Harry H. Rogers, 37, of Hanover, pleaded guilty last week to three counts of assault; and one count of destruction of property; and one count of hit and run, the Richmond Times-Dispatch reported. Each misdemeanor charge carried a penalty of up to a year in jail.
Rogers was arrested near the A.P. Hill statue in Richmond on June 7, 2020, after witnesses said he drove into the group of protestors, WRIC reported.
No one was seriously injured. Rogers drove over one man’s toe and twice struck one woman who had stepped in front of the truck, according to The Associated Press.

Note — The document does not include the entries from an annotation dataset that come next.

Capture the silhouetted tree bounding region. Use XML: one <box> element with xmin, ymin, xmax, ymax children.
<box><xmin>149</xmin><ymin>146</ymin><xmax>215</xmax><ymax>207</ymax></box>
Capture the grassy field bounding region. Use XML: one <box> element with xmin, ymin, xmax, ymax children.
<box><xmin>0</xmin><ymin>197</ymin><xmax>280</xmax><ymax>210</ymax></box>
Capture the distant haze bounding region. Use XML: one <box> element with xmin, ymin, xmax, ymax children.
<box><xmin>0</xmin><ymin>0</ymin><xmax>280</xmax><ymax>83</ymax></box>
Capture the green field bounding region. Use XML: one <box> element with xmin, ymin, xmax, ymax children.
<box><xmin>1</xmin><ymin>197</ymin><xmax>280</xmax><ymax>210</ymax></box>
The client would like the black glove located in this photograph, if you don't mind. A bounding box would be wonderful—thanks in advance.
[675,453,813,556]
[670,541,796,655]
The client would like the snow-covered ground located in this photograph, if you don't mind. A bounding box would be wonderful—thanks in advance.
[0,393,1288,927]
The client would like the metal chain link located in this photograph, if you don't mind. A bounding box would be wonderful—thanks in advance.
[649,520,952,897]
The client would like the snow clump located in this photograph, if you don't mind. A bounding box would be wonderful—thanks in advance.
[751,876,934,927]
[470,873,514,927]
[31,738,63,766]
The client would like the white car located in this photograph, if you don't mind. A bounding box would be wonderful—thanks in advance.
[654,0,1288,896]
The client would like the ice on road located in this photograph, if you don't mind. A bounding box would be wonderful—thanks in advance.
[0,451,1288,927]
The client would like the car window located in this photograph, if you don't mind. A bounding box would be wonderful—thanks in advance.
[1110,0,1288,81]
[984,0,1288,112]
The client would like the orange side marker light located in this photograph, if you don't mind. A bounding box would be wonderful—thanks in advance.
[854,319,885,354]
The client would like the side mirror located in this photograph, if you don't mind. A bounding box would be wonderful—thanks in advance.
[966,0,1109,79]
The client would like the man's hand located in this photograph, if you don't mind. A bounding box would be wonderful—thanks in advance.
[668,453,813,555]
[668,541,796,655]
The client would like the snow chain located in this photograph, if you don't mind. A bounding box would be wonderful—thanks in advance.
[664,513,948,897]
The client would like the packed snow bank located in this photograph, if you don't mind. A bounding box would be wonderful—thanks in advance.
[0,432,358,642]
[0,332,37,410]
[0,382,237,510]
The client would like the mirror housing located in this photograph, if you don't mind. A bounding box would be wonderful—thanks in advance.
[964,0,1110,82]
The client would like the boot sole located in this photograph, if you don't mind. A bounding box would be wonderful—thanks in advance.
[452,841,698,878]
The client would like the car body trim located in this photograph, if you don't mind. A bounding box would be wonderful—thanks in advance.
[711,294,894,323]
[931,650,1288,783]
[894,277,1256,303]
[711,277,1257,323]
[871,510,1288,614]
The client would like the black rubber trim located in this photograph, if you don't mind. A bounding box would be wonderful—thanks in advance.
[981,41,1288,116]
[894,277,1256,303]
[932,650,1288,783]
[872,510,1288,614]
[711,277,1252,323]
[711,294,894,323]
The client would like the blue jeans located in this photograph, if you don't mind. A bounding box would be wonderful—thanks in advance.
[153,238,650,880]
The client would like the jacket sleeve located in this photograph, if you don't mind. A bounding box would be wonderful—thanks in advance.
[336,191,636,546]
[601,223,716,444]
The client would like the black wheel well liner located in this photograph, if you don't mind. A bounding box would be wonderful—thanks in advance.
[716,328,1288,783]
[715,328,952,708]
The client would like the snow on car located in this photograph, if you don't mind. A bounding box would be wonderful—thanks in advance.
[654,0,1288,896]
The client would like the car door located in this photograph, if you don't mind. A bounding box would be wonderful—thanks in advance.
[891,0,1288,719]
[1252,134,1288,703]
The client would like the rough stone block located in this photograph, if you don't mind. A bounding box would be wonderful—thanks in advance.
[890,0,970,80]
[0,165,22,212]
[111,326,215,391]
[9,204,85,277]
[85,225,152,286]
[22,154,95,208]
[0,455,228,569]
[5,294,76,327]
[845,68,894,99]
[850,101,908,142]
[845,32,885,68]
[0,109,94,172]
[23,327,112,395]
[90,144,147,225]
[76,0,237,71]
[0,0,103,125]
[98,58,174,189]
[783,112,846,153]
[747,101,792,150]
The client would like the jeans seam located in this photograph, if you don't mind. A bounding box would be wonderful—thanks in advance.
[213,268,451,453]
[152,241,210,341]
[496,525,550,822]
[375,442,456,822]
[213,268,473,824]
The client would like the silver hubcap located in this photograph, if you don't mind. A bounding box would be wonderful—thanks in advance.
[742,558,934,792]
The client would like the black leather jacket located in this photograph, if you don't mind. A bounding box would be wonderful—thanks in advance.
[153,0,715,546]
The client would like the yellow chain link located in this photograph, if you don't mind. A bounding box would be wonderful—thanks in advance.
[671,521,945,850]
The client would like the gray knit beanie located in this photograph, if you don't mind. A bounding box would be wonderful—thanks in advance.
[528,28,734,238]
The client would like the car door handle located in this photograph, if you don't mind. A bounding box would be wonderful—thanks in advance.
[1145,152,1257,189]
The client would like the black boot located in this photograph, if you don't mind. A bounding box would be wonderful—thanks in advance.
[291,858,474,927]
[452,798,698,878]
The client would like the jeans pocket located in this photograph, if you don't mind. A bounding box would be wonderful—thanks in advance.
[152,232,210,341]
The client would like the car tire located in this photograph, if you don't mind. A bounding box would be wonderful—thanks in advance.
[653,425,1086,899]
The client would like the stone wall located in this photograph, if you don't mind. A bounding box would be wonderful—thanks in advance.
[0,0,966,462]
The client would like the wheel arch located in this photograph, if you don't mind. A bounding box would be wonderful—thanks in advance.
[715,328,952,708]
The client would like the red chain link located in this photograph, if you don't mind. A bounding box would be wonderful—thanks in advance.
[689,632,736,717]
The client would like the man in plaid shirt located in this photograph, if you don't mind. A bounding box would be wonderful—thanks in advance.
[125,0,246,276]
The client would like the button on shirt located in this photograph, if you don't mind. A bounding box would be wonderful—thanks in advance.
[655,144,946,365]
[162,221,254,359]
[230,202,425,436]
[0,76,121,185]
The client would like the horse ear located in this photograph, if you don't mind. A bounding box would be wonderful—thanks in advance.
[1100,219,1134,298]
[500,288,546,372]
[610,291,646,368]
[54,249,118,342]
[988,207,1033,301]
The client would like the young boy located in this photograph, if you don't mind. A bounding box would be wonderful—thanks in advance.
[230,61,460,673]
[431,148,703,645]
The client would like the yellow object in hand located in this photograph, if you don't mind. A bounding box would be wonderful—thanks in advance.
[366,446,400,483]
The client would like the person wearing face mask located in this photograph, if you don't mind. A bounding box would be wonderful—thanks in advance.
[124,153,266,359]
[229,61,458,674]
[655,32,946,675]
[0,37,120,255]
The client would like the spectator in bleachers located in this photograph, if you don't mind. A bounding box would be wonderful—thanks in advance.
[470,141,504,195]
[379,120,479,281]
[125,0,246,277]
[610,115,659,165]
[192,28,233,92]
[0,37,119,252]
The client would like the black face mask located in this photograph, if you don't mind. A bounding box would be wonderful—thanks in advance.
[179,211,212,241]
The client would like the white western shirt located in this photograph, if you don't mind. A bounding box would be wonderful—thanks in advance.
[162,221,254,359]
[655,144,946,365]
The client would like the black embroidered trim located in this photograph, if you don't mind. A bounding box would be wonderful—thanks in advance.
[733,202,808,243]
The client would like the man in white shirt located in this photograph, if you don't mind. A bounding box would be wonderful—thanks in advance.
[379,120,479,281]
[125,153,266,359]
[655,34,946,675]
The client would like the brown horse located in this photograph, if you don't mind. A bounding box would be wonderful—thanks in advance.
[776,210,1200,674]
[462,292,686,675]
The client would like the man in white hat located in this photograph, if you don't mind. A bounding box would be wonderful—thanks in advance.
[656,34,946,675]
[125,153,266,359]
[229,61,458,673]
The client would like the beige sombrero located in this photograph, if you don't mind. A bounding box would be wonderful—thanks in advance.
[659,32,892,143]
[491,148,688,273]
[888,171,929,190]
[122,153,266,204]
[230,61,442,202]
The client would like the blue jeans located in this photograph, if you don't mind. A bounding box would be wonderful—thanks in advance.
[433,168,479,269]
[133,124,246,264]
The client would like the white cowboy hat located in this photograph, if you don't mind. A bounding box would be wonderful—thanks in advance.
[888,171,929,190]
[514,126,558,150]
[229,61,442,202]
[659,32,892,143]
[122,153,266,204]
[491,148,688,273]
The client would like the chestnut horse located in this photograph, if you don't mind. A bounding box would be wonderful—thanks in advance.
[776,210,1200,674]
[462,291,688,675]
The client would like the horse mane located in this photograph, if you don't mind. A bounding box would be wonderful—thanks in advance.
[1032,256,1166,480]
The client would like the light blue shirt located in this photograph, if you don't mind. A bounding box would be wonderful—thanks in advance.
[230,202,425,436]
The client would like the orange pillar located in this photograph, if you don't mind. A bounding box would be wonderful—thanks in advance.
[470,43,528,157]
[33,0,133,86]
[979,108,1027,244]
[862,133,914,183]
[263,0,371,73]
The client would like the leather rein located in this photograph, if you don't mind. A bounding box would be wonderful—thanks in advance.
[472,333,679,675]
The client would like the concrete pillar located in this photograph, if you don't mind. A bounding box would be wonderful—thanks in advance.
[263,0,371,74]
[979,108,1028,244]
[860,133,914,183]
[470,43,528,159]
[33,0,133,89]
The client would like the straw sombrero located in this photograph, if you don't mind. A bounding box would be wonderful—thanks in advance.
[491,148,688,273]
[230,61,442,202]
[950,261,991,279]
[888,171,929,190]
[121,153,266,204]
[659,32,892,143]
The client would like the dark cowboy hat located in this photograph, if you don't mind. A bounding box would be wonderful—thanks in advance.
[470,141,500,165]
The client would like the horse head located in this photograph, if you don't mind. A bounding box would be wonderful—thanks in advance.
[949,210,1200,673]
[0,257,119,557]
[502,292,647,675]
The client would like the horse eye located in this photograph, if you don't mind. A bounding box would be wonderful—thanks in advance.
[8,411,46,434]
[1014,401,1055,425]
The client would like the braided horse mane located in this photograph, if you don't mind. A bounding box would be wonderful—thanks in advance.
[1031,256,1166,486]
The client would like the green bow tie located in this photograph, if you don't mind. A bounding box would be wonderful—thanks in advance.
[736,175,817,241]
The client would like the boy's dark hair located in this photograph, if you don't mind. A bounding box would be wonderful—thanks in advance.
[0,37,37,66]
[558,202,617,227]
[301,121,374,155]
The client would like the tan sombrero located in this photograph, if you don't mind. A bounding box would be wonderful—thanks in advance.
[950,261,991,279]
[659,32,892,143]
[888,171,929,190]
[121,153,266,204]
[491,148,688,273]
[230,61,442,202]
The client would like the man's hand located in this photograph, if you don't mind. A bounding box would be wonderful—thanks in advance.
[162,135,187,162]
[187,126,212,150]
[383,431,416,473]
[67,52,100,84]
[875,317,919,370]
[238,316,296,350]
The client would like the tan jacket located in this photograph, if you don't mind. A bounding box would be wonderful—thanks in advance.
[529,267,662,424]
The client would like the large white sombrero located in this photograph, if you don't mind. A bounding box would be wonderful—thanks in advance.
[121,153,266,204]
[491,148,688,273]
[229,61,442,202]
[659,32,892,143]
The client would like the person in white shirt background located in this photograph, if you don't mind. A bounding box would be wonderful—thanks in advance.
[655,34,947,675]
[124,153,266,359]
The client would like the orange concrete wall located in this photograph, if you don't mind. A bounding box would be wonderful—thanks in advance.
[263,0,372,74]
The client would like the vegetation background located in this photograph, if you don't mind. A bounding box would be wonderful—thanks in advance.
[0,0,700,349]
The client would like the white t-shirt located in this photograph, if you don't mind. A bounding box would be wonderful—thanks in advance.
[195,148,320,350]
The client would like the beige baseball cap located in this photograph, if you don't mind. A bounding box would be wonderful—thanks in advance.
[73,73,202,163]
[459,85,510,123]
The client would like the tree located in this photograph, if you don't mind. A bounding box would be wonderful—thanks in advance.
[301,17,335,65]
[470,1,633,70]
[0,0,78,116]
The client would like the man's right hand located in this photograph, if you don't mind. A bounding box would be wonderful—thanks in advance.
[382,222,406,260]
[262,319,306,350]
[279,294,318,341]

Before Rogers’ arrest, he had bragged about his actions on social media. “This Chevrolet 2500 went up on the curb and through the protest,” he said in a Facebook live video played in court last week, the Times-Dispatch reported. “It’s kind of funny if you ask me.”
He was convicted of the misdemeanor charges in August and appealed the General District court’s convictions to Circuit Court, where he would have faced three additional felony charges of malicious wounding, the television station reported.
Instead, Rogers decided to plead guilty to the misdemeanors, and the felony charges and a fourth misdemeanor charge were dropped, WRIC reported.
Henrico Circuit Judge L.A. Harris Jr. said he was not sentencing Rogers because of his ties to the KKK or his beliefs, but rather on his actions that day based on those beliefs, the Times-Dispatch reported.
“You cannot take these situations into your own hands,” Harris said. “That leads to chaos.”